Received February 16, 2019,Revised , Accepted April 09, 2019, Available online April 13, 2019

Volume 31,2019,Pages 144-154

A systemic strategy was proposed to improve aerobic granular sludge (AGS) stability and nitrogen (N) removal efficiency by optimizing feeding mode and substrate aiming at complicated wastewater characteristics. Key functional groups at the genus level identified by high-throughput sequencing were evaluated as well. The results showed that anaerobic feeding mode and acetate promoted the compact AGS formation with excellent total nitrogen (TN) removal efficiency (averaging 91.7% ± 4.1%) at various dissolved oxygen conditions. While the aerobic feeding mode led to a loose AGS structure with a vulnerable anaerobic core and poor TN removal efficiency (averaging 58.8% ± 7.4%).
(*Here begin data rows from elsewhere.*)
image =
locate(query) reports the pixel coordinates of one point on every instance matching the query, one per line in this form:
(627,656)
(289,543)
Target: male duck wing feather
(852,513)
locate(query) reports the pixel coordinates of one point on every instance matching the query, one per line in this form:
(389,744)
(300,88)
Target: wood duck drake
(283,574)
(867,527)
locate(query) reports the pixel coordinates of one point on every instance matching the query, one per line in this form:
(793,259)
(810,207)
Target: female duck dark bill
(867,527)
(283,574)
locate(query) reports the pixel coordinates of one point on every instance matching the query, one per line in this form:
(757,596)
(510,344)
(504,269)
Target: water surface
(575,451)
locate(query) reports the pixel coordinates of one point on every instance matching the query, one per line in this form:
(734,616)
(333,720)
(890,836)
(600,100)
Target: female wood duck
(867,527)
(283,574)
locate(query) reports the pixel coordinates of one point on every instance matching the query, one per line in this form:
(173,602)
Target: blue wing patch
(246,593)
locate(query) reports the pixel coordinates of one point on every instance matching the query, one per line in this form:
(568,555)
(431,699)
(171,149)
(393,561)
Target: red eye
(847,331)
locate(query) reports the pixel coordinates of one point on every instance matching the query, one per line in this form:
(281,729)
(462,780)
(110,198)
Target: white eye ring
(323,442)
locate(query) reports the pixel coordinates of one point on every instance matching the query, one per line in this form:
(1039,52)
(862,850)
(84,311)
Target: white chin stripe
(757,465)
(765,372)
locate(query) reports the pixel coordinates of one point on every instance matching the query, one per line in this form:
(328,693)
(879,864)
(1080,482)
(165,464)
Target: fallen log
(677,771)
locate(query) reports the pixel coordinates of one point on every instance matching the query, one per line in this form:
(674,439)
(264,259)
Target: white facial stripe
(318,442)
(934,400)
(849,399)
Simultaneous nitrification and denitrification process played the dominant role in N removal in compact AGS over the alternating nitrification and denitrification process. High-concentration glucose undermined feast–famine condition with filamentous bacteria growth out of granule and decreased TN removal efficiency to 67.3% ± 15.2%. Lower food to microorganism ratio may result in a lower N removal rate attributed to the sharply increased biomass concentration fed by glucose. Ammonia-oxidizing bacteria, nitrite-oxidizing bacteria, denitrifying bacteria, and denitrifying phosphorus accumulation organisms enriched during AGS granulation also contributed to the efficient N removal. The proposed strategy provided insights into the relationship between various factors and stable AGS formation, and systemic operation methods for various complicated wastewater treatment.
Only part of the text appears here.